Surveyors placed the original control points outside the tunnel. As the tunnel excavation moved forward, new control points were established using the total station's onboard traversing and free-stationing routines. The total station has both an infrared EDM and reflectorless EDM mode, permitting measurements to be taken with and without reflectors. When reflectors were required, a specialized tunneling prism was used with an L-shaped bracket to anchor them to the sides or top of the tunnel. The TCRP1201 provided precision of one arc second in angular reading and two millimeters in distance measuring.
"The total station was used to paint an excavation line on the top heading one foot inside the target excavation," Masen said. "This allowed the grinder operator to remove a large portion of the profile with a reduced risk of over-excavating."

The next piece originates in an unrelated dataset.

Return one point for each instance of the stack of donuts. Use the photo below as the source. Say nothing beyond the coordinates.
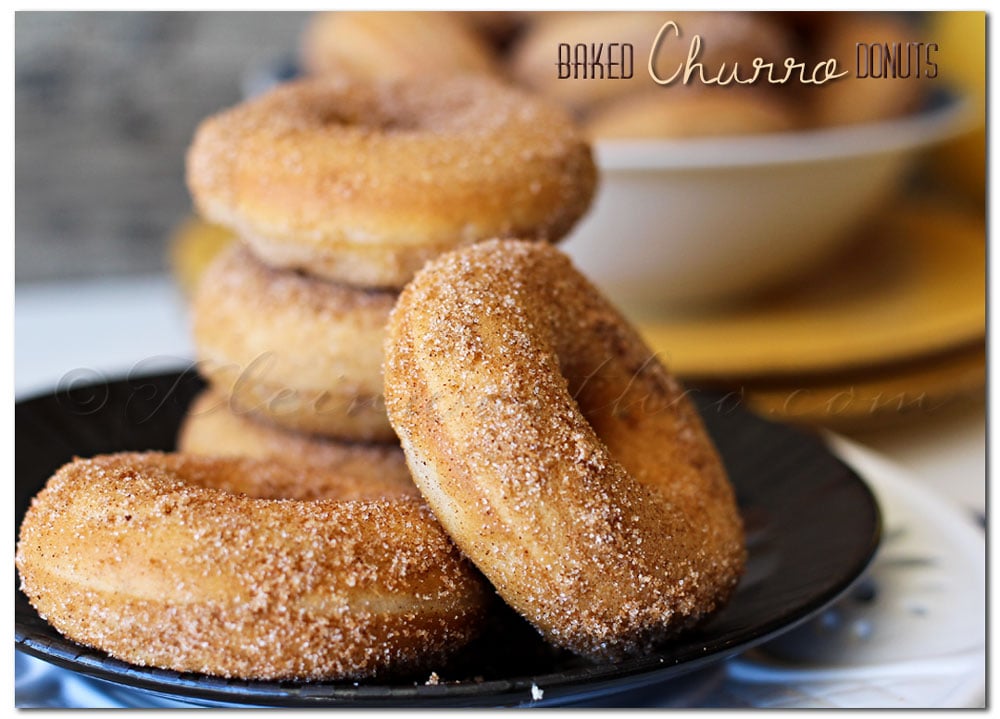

After excavating the five-foot top heading, lattice girder was set in place using a CAT 308 excavator with the Leica TCRP1201 providing precise placement. Shotcrete with steel fibers was used to secure the girder against the excavation and extend the initial liner. "The corresponding bottom bench profile was excavated afterwards, so the full face of the tunnel was never open at one time," Madsen noted.
A waterproofing system, consisting of a felt lining and Â¹/8 inch PVC membrane was installed after the initial shotcrete liner was completed. Welded wire fabric panels were hung inside the waterproofing membrane using BA anchors prior to the placement of the final shotcrete liner.
The TMS provided precise control over all facets of tunnel construction, reducing over-breaks and under-breaks. This translated into enhanced productivity and considerable cost savings due to less shotcrete and less rework. It also decreased the time it took to install tunneling support structures under the control of the automatic total station. In addition, the routines both within the total station and the office software helped to manage the ongoing tracking of quantities and as-built information. This provided real-time analysis of the project status in relation to the project design, and saved Kiewit money because engineers were alerted ahead of time of potential problems.
"There is no doubt that the TMS played a key role in completing the job safely, on time and within budget," Madsen said. "We were impressed with the system's accuracy and precision in guiding the tunnel excavation."